We continue to mobilize against deportations. We outreach to students, workers, and community members about the need for a full, inclusive regularization program. And we join in solidarity with our allies to fight against poverty, the exploitation of workers, and the conditions that cause displacement, such as war and occupation, corporate terrorism, plundering, and economic market hijacking.
We have forced immigration enforcement out of Toronto district schools and inspired front-line community workers to take up the struggle for access without fear. We have fought for and won a full “don't ask, don't tell” policy in many community agencies.

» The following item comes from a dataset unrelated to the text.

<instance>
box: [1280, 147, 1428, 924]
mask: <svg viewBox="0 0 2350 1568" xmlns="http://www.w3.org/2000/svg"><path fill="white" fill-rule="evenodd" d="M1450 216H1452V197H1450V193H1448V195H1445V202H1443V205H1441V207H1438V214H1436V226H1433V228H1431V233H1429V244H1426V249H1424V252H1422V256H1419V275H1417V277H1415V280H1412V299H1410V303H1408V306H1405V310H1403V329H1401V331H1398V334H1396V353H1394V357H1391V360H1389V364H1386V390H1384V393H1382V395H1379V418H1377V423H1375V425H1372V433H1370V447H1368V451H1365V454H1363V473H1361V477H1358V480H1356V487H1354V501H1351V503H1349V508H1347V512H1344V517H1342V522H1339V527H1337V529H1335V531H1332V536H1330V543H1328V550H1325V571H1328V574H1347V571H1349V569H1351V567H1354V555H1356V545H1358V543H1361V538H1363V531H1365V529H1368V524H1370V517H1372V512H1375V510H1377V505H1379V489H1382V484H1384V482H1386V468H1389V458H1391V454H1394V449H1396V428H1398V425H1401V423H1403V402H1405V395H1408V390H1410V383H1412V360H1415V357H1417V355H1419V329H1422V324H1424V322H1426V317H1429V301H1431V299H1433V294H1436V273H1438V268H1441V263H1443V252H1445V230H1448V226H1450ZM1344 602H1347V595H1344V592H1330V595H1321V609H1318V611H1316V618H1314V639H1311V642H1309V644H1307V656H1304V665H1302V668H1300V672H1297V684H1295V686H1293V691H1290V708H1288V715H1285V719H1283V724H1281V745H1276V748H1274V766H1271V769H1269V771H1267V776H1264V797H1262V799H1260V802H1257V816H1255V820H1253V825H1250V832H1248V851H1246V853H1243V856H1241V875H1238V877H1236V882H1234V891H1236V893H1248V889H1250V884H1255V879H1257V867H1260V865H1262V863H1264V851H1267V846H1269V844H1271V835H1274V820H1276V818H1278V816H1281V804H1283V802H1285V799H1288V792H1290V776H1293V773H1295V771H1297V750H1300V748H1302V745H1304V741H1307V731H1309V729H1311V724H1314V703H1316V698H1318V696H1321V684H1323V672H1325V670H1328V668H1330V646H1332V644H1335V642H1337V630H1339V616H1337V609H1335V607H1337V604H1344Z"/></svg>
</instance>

Today I'm here to speak on the alarming discriminatory, racist, and violent amendments being made to the Immigration and Refugee Protection Act through Bill C-50. As Eva Mackey has stated in The House of Difference: Cultural Politics and National Identity in Canada:
Nationalism often depends upon mythological narratives of a unified nation moving progressively through time--a continuum beginning with a glorious past leading to the present and then onward to an even better future. These mythical stories require that specific versions of history are highlighted, versions that reaffirm the particular characteristics ascribed to the nation. In Canada, nationalist myth makers draw upon particular versions of national history to explain the nation's “fairness” and “justice” today.

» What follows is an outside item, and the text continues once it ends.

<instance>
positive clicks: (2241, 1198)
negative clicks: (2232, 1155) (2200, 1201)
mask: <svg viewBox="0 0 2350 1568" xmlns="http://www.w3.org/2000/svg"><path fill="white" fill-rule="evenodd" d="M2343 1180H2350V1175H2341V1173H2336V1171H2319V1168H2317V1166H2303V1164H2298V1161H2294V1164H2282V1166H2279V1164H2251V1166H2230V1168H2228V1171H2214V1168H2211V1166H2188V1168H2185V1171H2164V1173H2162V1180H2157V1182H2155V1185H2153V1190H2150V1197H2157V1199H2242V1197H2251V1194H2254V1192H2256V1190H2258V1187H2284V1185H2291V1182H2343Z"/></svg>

It is the responsibility of the decision-makers of the present--that's you--to reflect insightfully upon Canadian history and make sure that mistakes are not made again.
The series of amendments being made through the Immigration and Refugee Protection Act in Bill C-50 will allow the immigration minister absolute, subjective, and arbitrary power to reject and/or deny any migrant applications. Currently, the act states that anyone who meets the myriad discriminatory and class requirements shall be granted status. However, under the proposed changes, regardless of whether or not you meet the requirements, you can be rejected, no questions asked, and have no appeal. I am speaking here to proposed subsection 11(1).
Further, the bill will allow for official quotas to be implemented on how many migrants Canada wants, from which category of application, and from which country. The stats since the 1970s, since the implementation of the NIEAP, the non-immigrant employment authorization program, already show that there have been fewer and fewer migrants granted immigration status versus increasing temporary worker status or no status at all. Now with official quotas being put in place, this legitimizes this process. So instead of a system in which we have each and every individual application regarded within an unbiased and humane framework, we'll be looking first at which country this person is applying from, checking then that they make the cut-off line, and then cross-checking that they are not one too many in the category in which they are applying for status. This process allows for racism and classism to be organized under the neat titles of logistics and economic strategy.
As has been stated in the United Nations High Commissioner for Refugees handbook, the 1951 Convention Relating to the Status of Refugees, it is important to note that most people who are seeking to migrate from around the world today are doing so because they are being pushed to leave their homes for survival. They leave their communities, families, histories, friends, and lives behind not in pursuit of more opportunities but of an opportunity.
For many and most, it is a matter of simple survival, and this situation, ladies and gentlemen, is inherently tied to the reality that it is our Canadian corporate companies that are forcing themselves upon the lands and homes and economies of these people. We do house the greatest and largest mining firms in the world. If they are leaving their homes, it is because of us.
It is in the case of war that millions of refugees have had to flee countries, as in Afghanistan, Iraq, and Haiti. These are just three recent examples of the Canadian hand in displacement.